- Cover art by John Byrne.

Publication information
- Publisher: DC Comics
- Format: One-shot
- Genre: Superhero;
- Publication date: October 6, 1996
- No. of issues: 1
- Main character(s): Superman/Clark Kent Lois Lane

Creative team
- Written by: Dan Jurgens Karl Kesel David Michelinie Louise Simonson Roger Stern

= Superman: The Wedding Album =

1996 comic book by DC Comics

Superman: The Wedding Album is an American comic book published in 1996 by DC Comics. It is notable for featuring the wedding of Superman/Clark Kent and Lois Lane in DC Comics continuity, an event that was nearly 60 years in the making.

Written by the five principal writers for the Superman titles at the time (Dan Jurgens, Karl Kesel, David Michelinie, Louise Simonson, and Roger Stern) and bearing a cover date of December 1996, the issue was published during the week of October 6, 1996, coinciding with an episode of the television series Lois & Clark: The New Adventures of Superman which also featured the wedding of the two characters.

Previous weddings involving the two characters had all been hoaxes, dreams, imaginary tales or in an alternate universe.

==Plot==
The story follows after a yearlong breakup between Lois and Clark. Lois returns to Metropolis from her job as a foreign correspondent and agrees to marry Clark. The wedding is put together quickly, but no corners are cut. During this storyline, Clark is without his powers as Superman, having lost them during the previous Final Night crossover. There are brief cameos by many DC superheroes and a short passage with Batman, who offers an apartment owned by him to the couple and gets the superheroes of the DC Universe to look after Metropolis while Clark goes on his honeymoon.

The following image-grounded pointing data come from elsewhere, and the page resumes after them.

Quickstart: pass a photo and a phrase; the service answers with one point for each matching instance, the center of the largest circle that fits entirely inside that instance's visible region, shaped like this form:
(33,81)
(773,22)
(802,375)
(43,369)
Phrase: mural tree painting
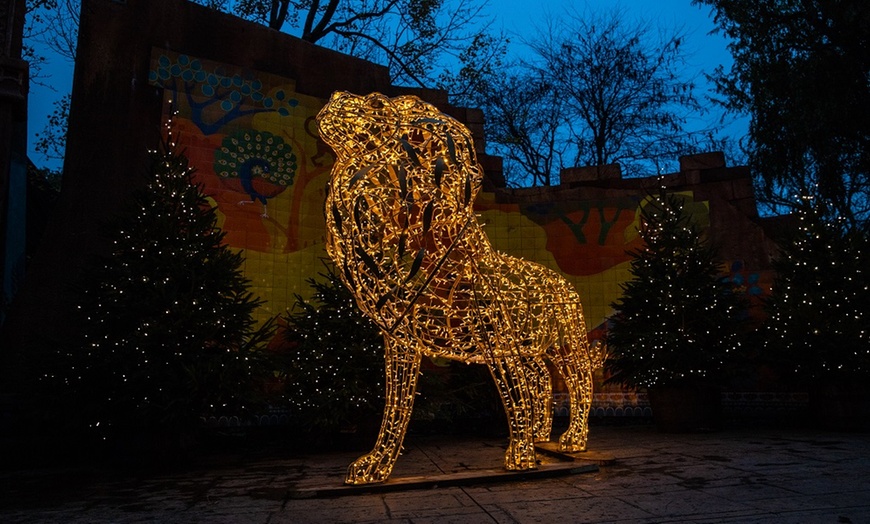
(230,96)
(423,43)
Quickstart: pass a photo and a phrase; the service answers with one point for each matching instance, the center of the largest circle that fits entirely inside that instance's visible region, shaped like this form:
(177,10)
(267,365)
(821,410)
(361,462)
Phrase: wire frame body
(403,234)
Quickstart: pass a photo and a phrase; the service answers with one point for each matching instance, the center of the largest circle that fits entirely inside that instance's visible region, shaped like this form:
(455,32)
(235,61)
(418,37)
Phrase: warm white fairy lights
(403,234)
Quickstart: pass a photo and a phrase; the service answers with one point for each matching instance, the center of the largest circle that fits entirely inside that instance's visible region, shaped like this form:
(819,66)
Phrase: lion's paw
(369,469)
(520,456)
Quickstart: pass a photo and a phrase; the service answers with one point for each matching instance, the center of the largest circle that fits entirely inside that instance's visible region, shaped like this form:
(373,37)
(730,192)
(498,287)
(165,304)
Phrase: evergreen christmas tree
(820,305)
(168,333)
(677,321)
(335,363)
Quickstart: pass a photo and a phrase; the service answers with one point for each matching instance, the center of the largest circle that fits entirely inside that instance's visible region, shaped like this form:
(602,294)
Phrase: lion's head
(373,133)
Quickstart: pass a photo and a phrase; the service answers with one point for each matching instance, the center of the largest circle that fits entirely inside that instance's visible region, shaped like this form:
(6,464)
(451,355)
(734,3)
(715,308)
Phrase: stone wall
(234,86)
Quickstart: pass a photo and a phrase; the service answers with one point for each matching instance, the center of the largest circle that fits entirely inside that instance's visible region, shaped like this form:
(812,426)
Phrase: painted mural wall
(253,141)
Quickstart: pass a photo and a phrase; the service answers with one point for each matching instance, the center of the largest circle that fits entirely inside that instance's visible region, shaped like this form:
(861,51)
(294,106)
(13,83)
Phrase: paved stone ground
(745,476)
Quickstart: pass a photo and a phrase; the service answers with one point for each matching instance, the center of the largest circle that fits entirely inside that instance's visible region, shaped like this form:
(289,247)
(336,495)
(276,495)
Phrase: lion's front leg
(402,370)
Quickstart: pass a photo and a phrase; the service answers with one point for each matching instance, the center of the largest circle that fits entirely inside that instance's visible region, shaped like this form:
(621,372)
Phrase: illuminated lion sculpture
(404,237)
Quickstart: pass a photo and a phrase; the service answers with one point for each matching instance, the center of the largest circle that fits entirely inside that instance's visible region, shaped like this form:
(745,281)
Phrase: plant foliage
(168,333)
(677,321)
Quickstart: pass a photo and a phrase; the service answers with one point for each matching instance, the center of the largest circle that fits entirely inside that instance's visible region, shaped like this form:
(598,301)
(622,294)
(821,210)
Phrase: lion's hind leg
(402,371)
(577,373)
(538,376)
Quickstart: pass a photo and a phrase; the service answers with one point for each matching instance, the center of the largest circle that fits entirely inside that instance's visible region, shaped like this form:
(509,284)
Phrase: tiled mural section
(253,142)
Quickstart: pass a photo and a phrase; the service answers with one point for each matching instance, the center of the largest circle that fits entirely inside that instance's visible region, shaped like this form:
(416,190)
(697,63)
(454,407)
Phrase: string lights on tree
(168,333)
(677,321)
(820,304)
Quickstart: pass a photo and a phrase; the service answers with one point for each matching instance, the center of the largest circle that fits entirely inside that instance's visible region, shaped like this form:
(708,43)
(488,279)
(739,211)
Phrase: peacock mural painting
(257,163)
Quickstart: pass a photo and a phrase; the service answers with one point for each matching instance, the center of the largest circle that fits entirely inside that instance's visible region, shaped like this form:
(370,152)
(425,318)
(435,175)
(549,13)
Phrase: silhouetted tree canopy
(802,72)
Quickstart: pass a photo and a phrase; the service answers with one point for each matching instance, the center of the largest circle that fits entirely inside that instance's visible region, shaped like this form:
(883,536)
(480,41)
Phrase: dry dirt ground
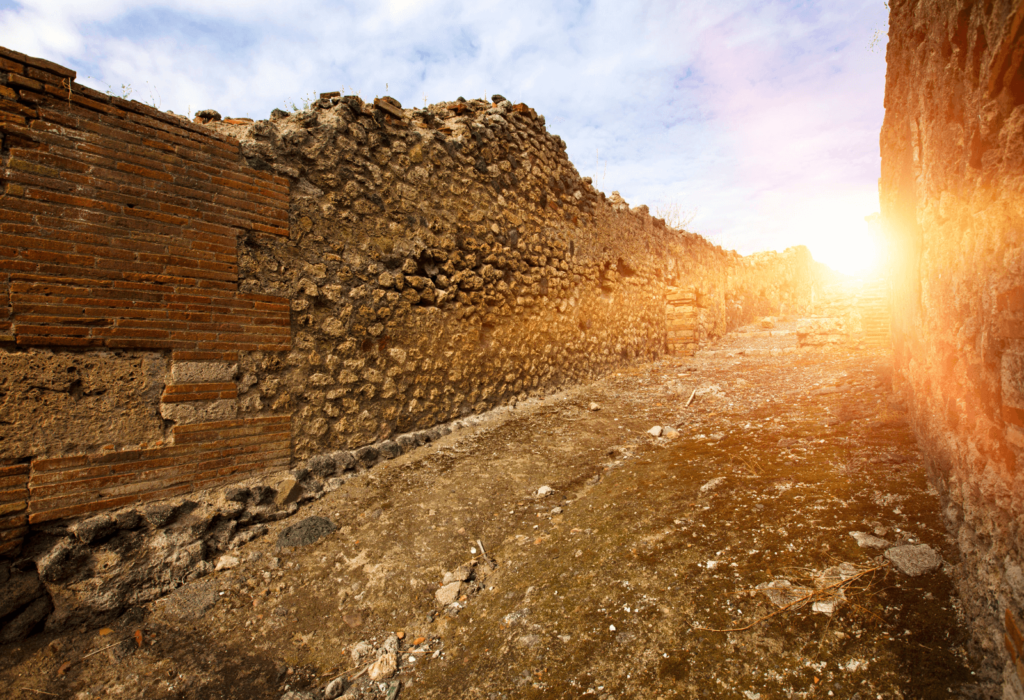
(616,584)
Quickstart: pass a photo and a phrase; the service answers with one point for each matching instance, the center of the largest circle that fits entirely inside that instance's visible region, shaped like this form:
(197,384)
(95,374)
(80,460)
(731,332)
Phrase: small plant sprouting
(306,100)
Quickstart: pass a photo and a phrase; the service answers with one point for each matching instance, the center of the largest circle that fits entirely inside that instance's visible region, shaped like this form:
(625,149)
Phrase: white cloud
(748,111)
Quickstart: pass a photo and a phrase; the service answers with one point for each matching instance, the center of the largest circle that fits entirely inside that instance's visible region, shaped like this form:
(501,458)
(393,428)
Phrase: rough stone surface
(453,259)
(192,601)
(448,594)
(199,411)
(289,491)
(27,620)
(913,560)
(305,531)
(951,186)
(18,591)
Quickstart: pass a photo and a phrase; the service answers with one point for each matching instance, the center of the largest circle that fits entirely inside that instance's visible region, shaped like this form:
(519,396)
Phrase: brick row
(68,486)
(181,393)
(164,317)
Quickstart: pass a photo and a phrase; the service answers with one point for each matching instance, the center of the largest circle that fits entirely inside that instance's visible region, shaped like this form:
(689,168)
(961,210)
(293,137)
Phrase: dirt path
(611,585)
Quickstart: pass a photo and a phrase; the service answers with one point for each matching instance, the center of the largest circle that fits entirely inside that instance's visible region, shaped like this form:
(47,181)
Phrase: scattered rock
(448,594)
(305,531)
(159,514)
(335,689)
(237,493)
(289,491)
(826,607)
(463,573)
(226,562)
(712,485)
(868,540)
(360,650)
(384,667)
(93,529)
(913,560)
(299,695)
(27,620)
(781,593)
(61,561)
(192,601)
(19,589)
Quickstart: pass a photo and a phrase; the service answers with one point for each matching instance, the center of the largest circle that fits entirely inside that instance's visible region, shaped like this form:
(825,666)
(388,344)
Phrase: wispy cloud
(764,116)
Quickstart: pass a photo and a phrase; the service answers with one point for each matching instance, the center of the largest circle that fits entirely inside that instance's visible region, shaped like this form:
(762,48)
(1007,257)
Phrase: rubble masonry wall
(952,195)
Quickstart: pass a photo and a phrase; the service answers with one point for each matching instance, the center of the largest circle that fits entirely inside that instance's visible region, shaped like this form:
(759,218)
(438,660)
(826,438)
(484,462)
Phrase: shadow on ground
(615,584)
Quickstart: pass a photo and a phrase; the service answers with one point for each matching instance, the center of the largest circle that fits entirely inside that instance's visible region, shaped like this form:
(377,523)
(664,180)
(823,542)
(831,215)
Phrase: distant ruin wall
(193,304)
(952,197)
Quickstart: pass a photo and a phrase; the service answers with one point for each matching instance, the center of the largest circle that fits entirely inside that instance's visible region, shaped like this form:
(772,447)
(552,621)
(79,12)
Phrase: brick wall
(119,228)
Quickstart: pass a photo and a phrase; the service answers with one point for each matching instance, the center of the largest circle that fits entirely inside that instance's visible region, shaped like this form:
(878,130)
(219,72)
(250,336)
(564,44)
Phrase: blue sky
(763,117)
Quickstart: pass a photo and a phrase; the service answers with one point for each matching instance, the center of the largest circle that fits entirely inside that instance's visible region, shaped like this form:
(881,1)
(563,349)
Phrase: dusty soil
(615,584)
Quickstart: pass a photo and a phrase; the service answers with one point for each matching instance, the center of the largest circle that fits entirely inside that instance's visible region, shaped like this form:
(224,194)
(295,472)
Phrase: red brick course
(113,210)
(119,227)
(204,454)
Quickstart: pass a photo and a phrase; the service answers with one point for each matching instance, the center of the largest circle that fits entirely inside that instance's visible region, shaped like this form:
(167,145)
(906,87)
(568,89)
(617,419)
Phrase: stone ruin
(205,323)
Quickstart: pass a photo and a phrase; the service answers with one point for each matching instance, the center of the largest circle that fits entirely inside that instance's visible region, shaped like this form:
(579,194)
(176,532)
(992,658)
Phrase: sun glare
(844,239)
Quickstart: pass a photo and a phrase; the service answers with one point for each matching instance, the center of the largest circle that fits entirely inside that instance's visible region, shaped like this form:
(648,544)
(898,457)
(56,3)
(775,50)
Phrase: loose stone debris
(445,572)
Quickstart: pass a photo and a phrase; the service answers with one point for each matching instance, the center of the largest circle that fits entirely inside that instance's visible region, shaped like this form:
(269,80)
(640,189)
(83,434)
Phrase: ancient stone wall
(193,304)
(449,259)
(122,314)
(952,197)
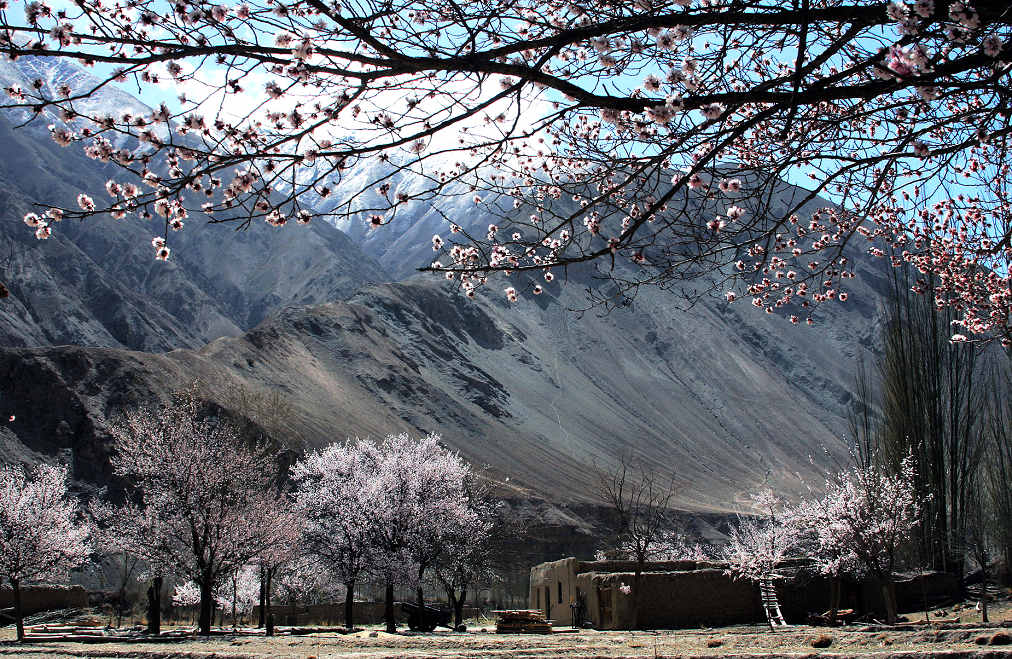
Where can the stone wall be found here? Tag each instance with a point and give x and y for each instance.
(668, 599)
(35, 598)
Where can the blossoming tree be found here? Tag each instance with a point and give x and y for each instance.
(206, 502)
(758, 545)
(471, 546)
(41, 537)
(418, 500)
(331, 487)
(652, 137)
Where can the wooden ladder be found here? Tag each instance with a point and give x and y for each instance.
(770, 604)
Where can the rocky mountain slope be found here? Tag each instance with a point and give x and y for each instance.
(721, 396)
(724, 398)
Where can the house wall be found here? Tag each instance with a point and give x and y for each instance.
(553, 589)
(37, 598)
(690, 593)
(669, 599)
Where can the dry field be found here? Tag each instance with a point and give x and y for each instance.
(963, 639)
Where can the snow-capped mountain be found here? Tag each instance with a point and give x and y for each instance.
(721, 396)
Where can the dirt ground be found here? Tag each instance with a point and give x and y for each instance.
(964, 639)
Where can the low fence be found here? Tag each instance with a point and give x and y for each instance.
(364, 612)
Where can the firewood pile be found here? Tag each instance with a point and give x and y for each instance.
(842, 616)
(89, 634)
(522, 622)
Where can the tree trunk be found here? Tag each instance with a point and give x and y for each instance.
(834, 596)
(636, 595)
(349, 604)
(206, 604)
(458, 607)
(263, 603)
(15, 585)
(235, 587)
(155, 606)
(889, 595)
(389, 608)
(984, 594)
(266, 599)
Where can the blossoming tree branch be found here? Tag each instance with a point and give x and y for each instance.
(654, 138)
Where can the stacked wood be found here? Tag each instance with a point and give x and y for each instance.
(843, 616)
(522, 622)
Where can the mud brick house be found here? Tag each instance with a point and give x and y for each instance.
(692, 593)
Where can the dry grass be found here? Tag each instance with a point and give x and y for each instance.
(953, 641)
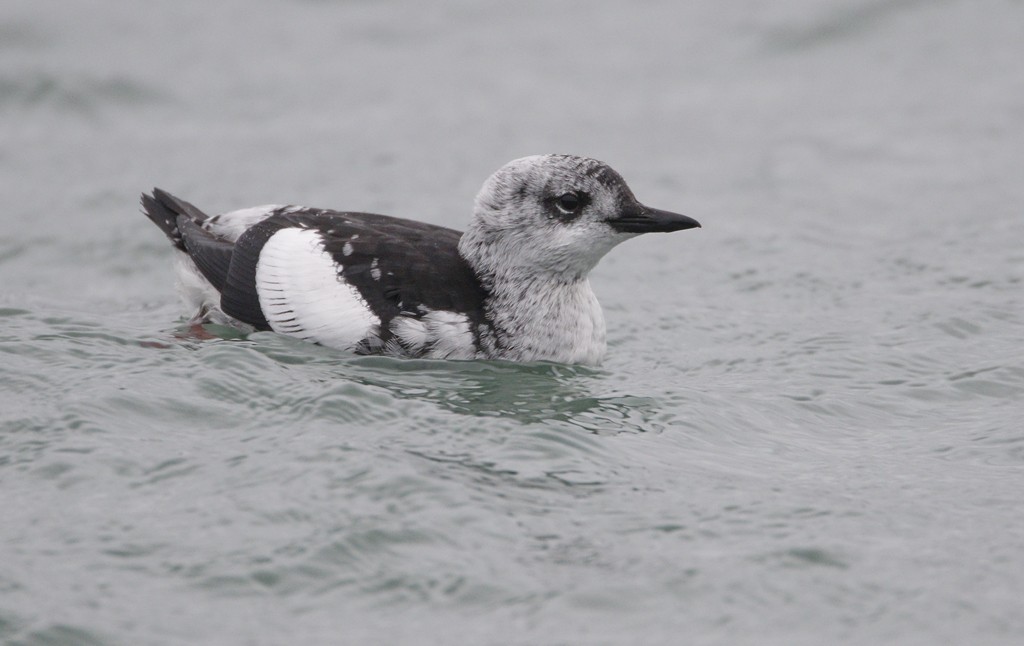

Jimmy Olsen serves as best man, with Lucy Lane serving as maid of honor. The wedding is a traditional Christian variety in a big church (the Metropolis Chapel of United Faiths) although Lois is estranged with her father Sam Lane at the time and refuses to be walked down the aisle by him. Despite this, Sam attends his daughter's wedding as a witness, refusing to miss this moment. The priest that presides over the wedding is drawn to look like Jerry Siegel, one of the creators of Superman. The pews are also filled up with the writers and artists that have contributed to the Superman comic books over the years, including Joe Shuster, Superman's other creator.

==Honeymoon==
After The Wedding Album, The Adventures of Superman #541, Action Comics #728 and Superman: The Man of Steel #63 featured Lois and Clark's honeymoon in Hawaii. Clark is captured by Rajiv Naga and needs Lois's help to escape since he does not have any powers, having lost them during The Final Night crossover story arc.

==Artists==
Nearly every living major artist who had ever worked on a Superman comic title contributed to this issue:
| * Murphy Anderson * Terry Austin * Jon Bogdanove * Brett Breeding * John Byrne * Nick Cardy * Kieron Dwyer * Ron Frenz * Kerry Gammill * Dick Giordano * Tom Grummett * Jackson Guice * Doug Hazlewood * Stuart Immonen * Dennis Janke | | * Dan Jurgens * Gil Kane * Barry Kitson * Jose Marzan Jr. * Ray McCarthy * Bob McLeod * Jim Mooney * Jerry Ordway * George Pérez * Al Plastino * Denis Rodier * Joe Rubinstein * Paul Ryan * Curt Swan * Art Thibert |

==Collected editions==
- Superman: The Wedding and Beyond – the wedding and honeymoon of Lois and Clark are collected in one volume, includes Superman #118, Adventures of Superman #541, Action Comic #728, Superman: The Man of Steel #63 and Superman: The Wedding Album, released in November 1997. ISBN 1-56389-392-4
- DC Comics Presents: Superman: Lois & Clark 100-Page Super Spectacular #1 – reprint of Superman: The Wedding Album, released in November 2015 (cover date: January 2016), with cover art by Ryan Sook.
- Superman & Lois Lane: The 25th Wedding Anniversary Deluxe Edition – collecting Superman: The Wedding Album, Superman #118, Adventures of Superman #541, Action Comics #728 and Superman: The Man of Steel #63 and new extras, released in September 2021. ISBN 978-1779510334

==Awards==
The book was a top vote getter for the Comics Buyer's Guide Fan Award for Favorite Comic-Book Story for 1997.